Picture supply: Getty Pictures

A £20,000 lump sum invested in BT (LSE: BT.A) shares two years in the past would right now be value round £45,105, with dividends included.

That could be a achieve of £21,940 on the share value, plus an additional £3,165 in dividends, giving a complete return of just about 126%.

However the valuation nonetheless seems to be unusually depressed given the operational progress coming by. So, how a lot may be produced from this price-to-valuation hole going ahead?

Thoughts the hole

Share costs hardly ever replicate the ‘fair value’ of the underlying enterprise. As a substitute, they’re a perform of market provide and demand for a inventory.

Nevertheless, over time share costs are inclined to converge to their truthful worth and this may spell main earnings for long-term buyers.

Discounted money circulation evaluation identifies the worth at which any inventory ought to commerce. It does this by projecting future money flows of the underlying enterprise and ‘discounting’ them again to right now.

Some analysts’ DCF modelling is extra bearish than mine, relying on the variables used. Nevertheless, primarily based on my DCF assumptions — together with an 8.7% low cost fee — BT shares are 50% undervalued at their present £2.16 value.

That suggests a good worth of round £4.32 — double the place the inventory trades right now.

And due to the long-term relationship between a share’s value and truthful worth, this implies a doubtlessly terrific shopping for alternative to contemplate right now if these DCF assumptions maintain.

Dividend returns forecast to rise

BT’s present dividend yield is 4%, comfortably above the current FTSE 100 common of three.1%.
Nevertheless, analysts forecast this may rise to 4.2% this yr and stay round that stage over the medium time period.

So, these contemplating a £20,000 funding would make £10,417 in dividends after 10 years and £50,353 after 30 years. This assumes the forecast 4.2% as a median, though yields can go down in addition to up. It additionally components within the dividends being reinvested again into the inventory to harness the facility of ‘dividend compounding’.

On the finish of 30 years, the full worth of the holding could be £70,353, and this may pay a yearly dividend earnings of £2,955.

How does the core enterprise look?

A danger for BT is slower‑than‑anticipated migration to full‑fibre, which might restrict the typical income per consumer (ARPU). One other is any delay or failure in BT’s value‑chopping and automation financial savings plans that might have an effect on anticipated margin enhancements.

That mentioned, the consensus forecast of analysts is that the corporate’s earnings will develop a powerful 15% a yr to end-2028 at minimal. And it’s this that finally powers any agency’s share value and dividend beneficial properties.

Its newest main outcomes (H1 of fiscal yr 2026) noticed Openreach add 1.1m web fibre‑to‑the‑premises connections. Broadband ARPU rose 4% yr on yr to £16.7, illustrating the earnings uplift from full‑fibre take‑up and improved velocity combine.

BT additionally delivered £247m of gross annualised value financial savings, underlining how its transformation programme is immediately enhancing margins.

My funding view

BT gives a uncommon mixture of deep undervaluation, rising full‑fibre economics and a transparent path to stronger money circulation, for my part.

The earnings engines are actually clearly seen, the dividend is rising, and the transformation programme is delivering forward of plan.

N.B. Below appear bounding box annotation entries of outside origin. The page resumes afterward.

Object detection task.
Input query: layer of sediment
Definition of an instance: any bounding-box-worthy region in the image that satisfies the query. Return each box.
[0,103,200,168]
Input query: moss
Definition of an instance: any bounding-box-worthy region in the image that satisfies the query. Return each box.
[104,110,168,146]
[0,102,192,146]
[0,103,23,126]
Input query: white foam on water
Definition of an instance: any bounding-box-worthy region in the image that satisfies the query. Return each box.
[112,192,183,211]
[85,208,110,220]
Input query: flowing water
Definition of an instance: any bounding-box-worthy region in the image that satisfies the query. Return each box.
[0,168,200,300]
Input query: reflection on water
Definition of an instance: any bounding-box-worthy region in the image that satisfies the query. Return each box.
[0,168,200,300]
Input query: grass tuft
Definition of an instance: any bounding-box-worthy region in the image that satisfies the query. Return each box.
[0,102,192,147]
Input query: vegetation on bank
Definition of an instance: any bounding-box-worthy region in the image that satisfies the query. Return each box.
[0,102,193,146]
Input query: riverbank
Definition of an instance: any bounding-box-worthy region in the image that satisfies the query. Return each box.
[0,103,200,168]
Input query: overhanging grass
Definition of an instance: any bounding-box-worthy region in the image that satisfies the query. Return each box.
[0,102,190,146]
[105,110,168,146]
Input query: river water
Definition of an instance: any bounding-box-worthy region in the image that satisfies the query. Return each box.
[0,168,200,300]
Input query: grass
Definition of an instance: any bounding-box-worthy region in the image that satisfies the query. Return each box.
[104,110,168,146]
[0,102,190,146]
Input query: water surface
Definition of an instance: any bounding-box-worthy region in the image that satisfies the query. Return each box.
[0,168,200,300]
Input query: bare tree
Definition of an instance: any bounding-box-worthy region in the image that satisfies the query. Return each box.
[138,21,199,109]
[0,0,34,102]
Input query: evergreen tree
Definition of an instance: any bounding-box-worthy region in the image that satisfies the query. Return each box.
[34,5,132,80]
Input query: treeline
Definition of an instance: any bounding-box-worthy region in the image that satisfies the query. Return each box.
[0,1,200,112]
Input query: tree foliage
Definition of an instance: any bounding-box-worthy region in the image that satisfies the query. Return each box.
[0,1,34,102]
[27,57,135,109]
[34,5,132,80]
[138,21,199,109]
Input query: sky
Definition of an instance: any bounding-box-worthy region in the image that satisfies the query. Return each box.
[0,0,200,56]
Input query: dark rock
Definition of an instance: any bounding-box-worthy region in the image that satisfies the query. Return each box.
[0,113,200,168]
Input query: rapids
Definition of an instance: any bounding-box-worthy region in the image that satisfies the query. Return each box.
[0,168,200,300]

For these causes, I might be shopping for extra of the shares myself and suppose them worthy of different buyers’ consideration too.

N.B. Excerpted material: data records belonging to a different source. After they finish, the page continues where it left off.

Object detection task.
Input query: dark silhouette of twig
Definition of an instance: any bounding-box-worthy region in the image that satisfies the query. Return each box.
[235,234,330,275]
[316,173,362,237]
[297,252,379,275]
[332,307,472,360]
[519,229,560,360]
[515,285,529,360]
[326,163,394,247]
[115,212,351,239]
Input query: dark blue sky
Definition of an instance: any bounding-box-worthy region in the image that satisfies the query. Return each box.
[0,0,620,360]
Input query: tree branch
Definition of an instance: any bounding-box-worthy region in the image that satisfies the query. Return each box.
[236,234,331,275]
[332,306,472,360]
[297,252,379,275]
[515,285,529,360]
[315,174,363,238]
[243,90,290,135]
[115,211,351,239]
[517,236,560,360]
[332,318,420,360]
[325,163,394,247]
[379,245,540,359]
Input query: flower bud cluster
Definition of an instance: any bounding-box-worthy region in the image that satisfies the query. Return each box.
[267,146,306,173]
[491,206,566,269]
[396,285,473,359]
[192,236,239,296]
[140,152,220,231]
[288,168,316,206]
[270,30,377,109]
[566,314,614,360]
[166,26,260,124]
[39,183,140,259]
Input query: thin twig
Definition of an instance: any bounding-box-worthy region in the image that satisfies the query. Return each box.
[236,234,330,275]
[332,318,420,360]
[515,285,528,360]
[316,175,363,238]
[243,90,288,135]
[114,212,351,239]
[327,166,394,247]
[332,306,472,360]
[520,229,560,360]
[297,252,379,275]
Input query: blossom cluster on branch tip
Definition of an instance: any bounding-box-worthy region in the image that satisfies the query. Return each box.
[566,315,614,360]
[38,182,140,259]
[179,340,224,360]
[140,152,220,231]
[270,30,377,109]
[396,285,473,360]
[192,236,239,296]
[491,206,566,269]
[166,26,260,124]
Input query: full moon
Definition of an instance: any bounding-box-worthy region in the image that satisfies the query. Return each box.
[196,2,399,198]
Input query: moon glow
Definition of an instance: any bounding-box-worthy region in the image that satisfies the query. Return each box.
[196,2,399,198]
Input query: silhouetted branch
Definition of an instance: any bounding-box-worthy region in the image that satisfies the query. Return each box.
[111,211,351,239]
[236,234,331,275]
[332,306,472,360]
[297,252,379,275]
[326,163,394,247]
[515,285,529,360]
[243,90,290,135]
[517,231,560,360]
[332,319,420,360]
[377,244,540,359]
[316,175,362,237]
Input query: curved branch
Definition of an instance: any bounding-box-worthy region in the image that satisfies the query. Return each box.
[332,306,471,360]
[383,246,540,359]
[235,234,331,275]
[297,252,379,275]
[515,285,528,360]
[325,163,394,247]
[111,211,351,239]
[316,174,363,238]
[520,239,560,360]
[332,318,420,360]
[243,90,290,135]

How a lot do I want in a Shares and Shares ISA to achieve a £2,027 month-to-month passive earnings?
Is that this 5.6% yielding dividend share a superb defensive bolthole as warfare rages?
How a lot do you want in a Shares and Shares ISA to focus on £766 per week in passive earnings?
I requested ChatGPT, Gemini, and Claude for the most effective passive revenue inventory to purchase
UK dividend shares: a once-in-a-decade shot at bagging these 3 ultra-high yields?